Uber taps the Windy City for its new freight operations. Chicago Tribune reported:
Delayed and downsized by the pandemic, Uber opened its sprawling new office space at the redeveloped Old Post Office, which will serve as the headquarters for its Uber Freight business and Chicago operations.
The San Francisco-based ride-share company cut the ribbon on its ninth-floor office Tuesday, with Uber CEO Dara Khosrowshahi and other top executives touting a new home and expansive future in Chicago.
An incident occurred Wednesday where a passenger was dragged by her Uber driver. Boston.com reported:
Boston police are investigating an incident from Sunday where a woman was dragged in South Boston by an SUV after reportedly trying to retrieve her phone from the vehicle, an Uber. The entire incident was caught on video by a dash cam of another rideshare driver, who was driving another passenger.
In the video, the woman and a man are seen standing by the SUV before it takes off. The woman can then be seen running alongside the vehicle before being flung to the side. The man runs down the street to follow the car and is seen at one point in the video clinging to the driver’s door. According to Ed Booth, who captured the incident via dash cam, the driver got out and argued before driving away.
A new startup is trying to boost gig worker moral with stocks. TechCrunch reported:
Moves, a Toronto-based gig economy fintech startup, wants to reward gig workers with stocks from the companies for which they drive. The first version of the Moves Collective, as the startup’s new service is called, launches on Thursday with Uber stocks available and then quickly offer Lyft, DoorDash and Grubhub shares, says CEO of Moves, Matt Spoke.
Moves’s thesis is this: If gig workers become shareholders, they might feel more economic alignment to the platforms they work for. Furthermore, if enough workers own stocks in these companies through the Moves Collective, they might be able to form a voting bloc in the future and actually influence company decisions. Moves says it already owns a “significant and growing stake” in these companies, all of which are common shares with voting rights.

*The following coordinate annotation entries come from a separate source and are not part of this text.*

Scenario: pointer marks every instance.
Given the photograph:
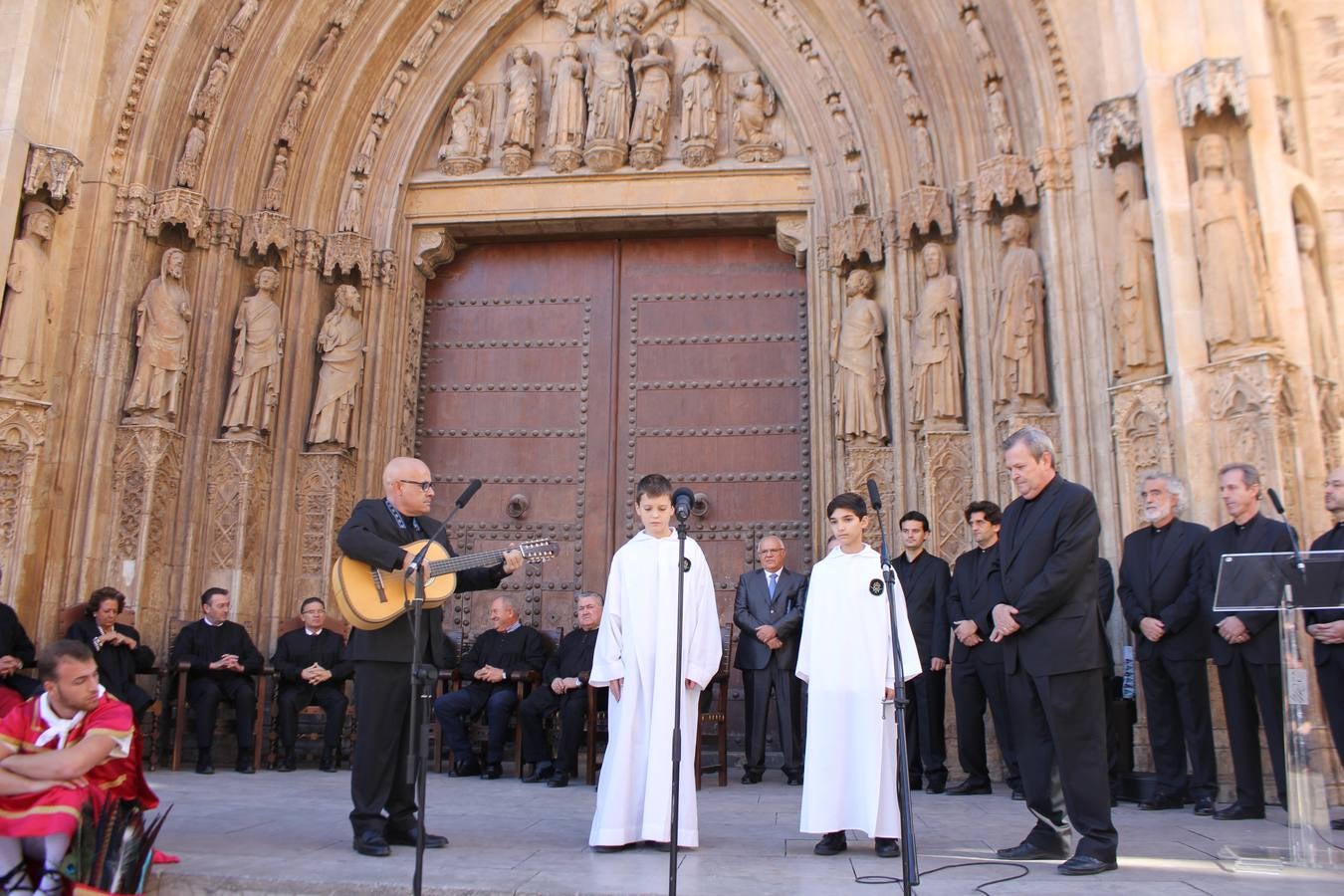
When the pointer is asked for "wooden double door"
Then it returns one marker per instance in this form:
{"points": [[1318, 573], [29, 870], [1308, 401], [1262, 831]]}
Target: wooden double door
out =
{"points": [[560, 372]]}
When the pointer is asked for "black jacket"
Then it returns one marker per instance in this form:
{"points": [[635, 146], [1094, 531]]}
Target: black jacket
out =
{"points": [[1167, 591], [752, 610], [1045, 567], [372, 537]]}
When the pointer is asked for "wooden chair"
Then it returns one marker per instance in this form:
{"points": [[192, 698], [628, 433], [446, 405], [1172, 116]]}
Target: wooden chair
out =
{"points": [[312, 711], [173, 700], [714, 711]]}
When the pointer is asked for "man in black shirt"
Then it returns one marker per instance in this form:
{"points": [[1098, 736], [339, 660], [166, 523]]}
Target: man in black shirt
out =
{"points": [[312, 669], [498, 658], [925, 580], [564, 688], [223, 661]]}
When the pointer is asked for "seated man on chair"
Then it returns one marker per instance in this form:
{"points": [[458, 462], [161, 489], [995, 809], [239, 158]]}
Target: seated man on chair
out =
{"points": [[72, 746], [312, 669], [561, 689], [223, 660], [510, 648]]}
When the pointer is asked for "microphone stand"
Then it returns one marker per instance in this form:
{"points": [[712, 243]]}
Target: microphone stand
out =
{"points": [[909, 858]]}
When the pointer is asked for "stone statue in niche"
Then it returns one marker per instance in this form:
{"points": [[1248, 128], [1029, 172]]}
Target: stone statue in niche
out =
{"points": [[652, 104], [1232, 274], [1021, 368], [27, 293], [755, 104], [341, 345], [1005, 138], [936, 344], [315, 68], [293, 117], [1317, 304], [188, 164], [1136, 319], [609, 99], [568, 111], [701, 105], [468, 134], [163, 320], [860, 375], [521, 117], [206, 103], [273, 195], [352, 212], [261, 340], [367, 149], [387, 103]]}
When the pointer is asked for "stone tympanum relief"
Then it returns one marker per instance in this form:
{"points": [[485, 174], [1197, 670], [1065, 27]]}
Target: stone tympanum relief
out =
{"points": [[1232, 274], [936, 344], [341, 346], [860, 376], [1021, 367], [163, 320], [27, 293], [1136, 316], [254, 389]]}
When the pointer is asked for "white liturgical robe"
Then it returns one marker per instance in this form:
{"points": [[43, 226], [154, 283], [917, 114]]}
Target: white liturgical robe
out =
{"points": [[636, 642], [844, 656]]}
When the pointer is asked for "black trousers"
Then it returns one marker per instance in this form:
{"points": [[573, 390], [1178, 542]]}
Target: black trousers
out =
{"points": [[204, 693], [974, 687], [1179, 724], [1058, 720], [757, 687], [928, 696], [531, 716], [295, 699], [1246, 688], [378, 780]]}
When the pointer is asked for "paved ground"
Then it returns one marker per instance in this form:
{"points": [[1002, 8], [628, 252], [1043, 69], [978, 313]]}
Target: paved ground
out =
{"points": [[272, 833]]}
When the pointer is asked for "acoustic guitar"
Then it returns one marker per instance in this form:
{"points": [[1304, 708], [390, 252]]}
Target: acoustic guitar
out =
{"points": [[369, 598]]}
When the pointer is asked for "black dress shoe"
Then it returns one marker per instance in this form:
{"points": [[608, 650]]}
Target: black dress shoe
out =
{"points": [[369, 842], [542, 772], [398, 837], [830, 844], [1027, 852], [1238, 811], [970, 788], [1086, 865]]}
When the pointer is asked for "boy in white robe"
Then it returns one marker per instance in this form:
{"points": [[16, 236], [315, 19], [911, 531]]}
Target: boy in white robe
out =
{"points": [[636, 657], [844, 654]]}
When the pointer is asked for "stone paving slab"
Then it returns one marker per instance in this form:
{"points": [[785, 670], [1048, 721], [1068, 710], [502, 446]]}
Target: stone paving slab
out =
{"points": [[288, 834]]}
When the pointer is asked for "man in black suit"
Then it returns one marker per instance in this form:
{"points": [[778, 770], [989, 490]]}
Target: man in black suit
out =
{"points": [[925, 580], [1045, 617], [1160, 592], [1327, 626], [768, 610], [498, 660], [223, 661], [1246, 645], [312, 669], [376, 534], [563, 688], [978, 664]]}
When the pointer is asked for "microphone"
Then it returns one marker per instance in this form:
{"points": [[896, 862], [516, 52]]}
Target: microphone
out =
{"points": [[682, 501], [468, 493]]}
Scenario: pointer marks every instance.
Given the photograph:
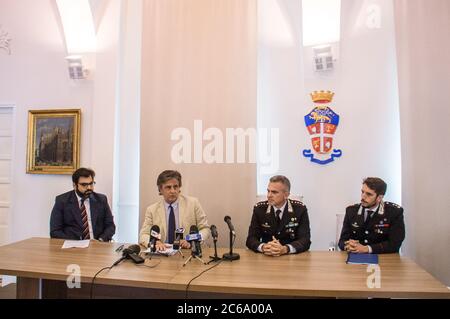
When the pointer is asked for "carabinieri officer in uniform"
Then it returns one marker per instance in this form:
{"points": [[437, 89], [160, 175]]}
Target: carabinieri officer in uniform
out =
{"points": [[279, 225], [373, 226]]}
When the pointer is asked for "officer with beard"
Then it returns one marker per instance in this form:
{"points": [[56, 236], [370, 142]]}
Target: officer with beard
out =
{"points": [[82, 213], [373, 226]]}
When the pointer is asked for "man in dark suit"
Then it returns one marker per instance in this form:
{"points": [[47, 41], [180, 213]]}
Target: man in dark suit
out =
{"points": [[279, 225], [373, 226], [81, 213]]}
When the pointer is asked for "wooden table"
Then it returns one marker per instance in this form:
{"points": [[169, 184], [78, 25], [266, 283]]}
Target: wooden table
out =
{"points": [[41, 267]]}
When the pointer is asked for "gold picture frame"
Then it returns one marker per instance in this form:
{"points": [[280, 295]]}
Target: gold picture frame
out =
{"points": [[53, 141]]}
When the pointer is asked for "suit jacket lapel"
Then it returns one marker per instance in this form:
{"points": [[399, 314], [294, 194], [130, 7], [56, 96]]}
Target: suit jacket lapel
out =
{"points": [[181, 214], [161, 219]]}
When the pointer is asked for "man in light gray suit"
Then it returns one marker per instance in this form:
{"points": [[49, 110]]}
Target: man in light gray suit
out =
{"points": [[172, 212]]}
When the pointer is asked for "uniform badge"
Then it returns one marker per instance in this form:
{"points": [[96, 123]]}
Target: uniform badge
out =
{"points": [[322, 123]]}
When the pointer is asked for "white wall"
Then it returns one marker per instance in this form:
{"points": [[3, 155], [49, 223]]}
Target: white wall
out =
{"points": [[366, 99], [424, 73], [35, 76]]}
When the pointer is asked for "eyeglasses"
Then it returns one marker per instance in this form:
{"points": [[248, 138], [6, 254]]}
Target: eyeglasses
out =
{"points": [[87, 184]]}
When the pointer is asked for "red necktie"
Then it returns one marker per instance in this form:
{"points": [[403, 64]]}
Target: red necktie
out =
{"points": [[85, 221]]}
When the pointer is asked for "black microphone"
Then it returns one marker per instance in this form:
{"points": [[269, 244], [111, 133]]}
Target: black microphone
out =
{"points": [[154, 237], [194, 239], [178, 237], [230, 256], [131, 252], [227, 220], [214, 233]]}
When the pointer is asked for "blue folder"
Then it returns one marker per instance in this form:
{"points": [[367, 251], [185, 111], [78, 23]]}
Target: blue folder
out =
{"points": [[362, 259]]}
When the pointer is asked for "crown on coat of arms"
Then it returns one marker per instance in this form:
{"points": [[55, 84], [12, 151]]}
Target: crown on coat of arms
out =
{"points": [[322, 96]]}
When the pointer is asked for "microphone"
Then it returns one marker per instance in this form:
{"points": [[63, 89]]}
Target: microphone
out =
{"points": [[194, 239], [214, 233], [131, 252], [154, 237], [178, 237], [227, 220], [230, 256]]}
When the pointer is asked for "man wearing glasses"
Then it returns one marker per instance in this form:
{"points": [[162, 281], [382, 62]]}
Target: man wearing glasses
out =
{"points": [[81, 213]]}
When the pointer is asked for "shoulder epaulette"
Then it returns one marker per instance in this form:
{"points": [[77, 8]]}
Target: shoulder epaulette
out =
{"points": [[392, 204], [264, 203], [297, 202]]}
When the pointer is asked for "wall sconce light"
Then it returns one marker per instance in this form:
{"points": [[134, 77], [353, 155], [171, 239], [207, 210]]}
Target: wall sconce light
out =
{"points": [[76, 70], [323, 58]]}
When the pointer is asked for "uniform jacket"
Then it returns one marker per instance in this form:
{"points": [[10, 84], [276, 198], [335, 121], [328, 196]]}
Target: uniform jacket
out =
{"points": [[384, 232], [293, 228]]}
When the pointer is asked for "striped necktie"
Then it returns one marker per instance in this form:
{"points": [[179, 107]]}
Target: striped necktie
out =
{"points": [[171, 230], [84, 219]]}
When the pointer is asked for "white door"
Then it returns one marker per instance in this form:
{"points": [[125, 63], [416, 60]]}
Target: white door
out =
{"points": [[6, 151]]}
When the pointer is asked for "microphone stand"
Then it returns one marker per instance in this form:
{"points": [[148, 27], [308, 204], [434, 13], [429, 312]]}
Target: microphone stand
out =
{"points": [[215, 257], [231, 256]]}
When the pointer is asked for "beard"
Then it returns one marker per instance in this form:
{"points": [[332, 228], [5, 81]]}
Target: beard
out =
{"points": [[86, 194]]}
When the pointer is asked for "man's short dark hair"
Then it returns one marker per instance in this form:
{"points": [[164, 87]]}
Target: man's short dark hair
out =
{"points": [[376, 184], [281, 179], [166, 176], [82, 172]]}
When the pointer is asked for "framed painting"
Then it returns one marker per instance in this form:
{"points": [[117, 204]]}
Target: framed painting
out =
{"points": [[53, 141]]}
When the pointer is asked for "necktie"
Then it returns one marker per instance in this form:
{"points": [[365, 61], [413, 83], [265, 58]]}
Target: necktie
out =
{"points": [[278, 212], [84, 219], [367, 215], [171, 230]]}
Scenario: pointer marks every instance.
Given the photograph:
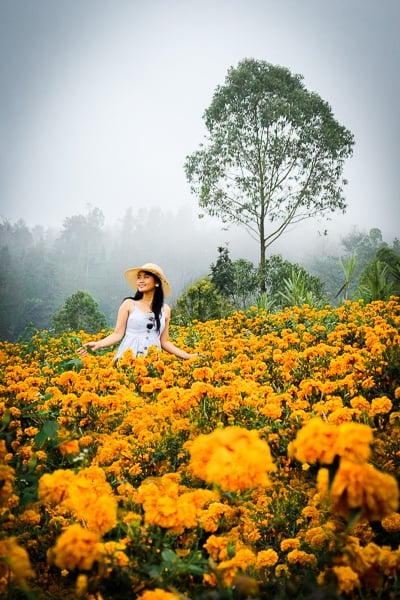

Lyft released its first safety report. Claims Journal reported:
Lyft Inc. recorded more than 4,000 claims of sexual assault from 2017 to 2019, according to a newly released safety report.
Four people were killed in physical assaults in 2019, and 49 people died in Lyft collisions at a rate lower than the national average for automotive fatalities, according to the company.
The rate of sexual assaults to total trips decreased 19% in 2019 from 2017, Lyft said. “While safety incidents on our platform are incredibly rare, we realize that even one is too many,” Jen Brandenburger, Lyft’s head of policy development and research, wrote in a blog post.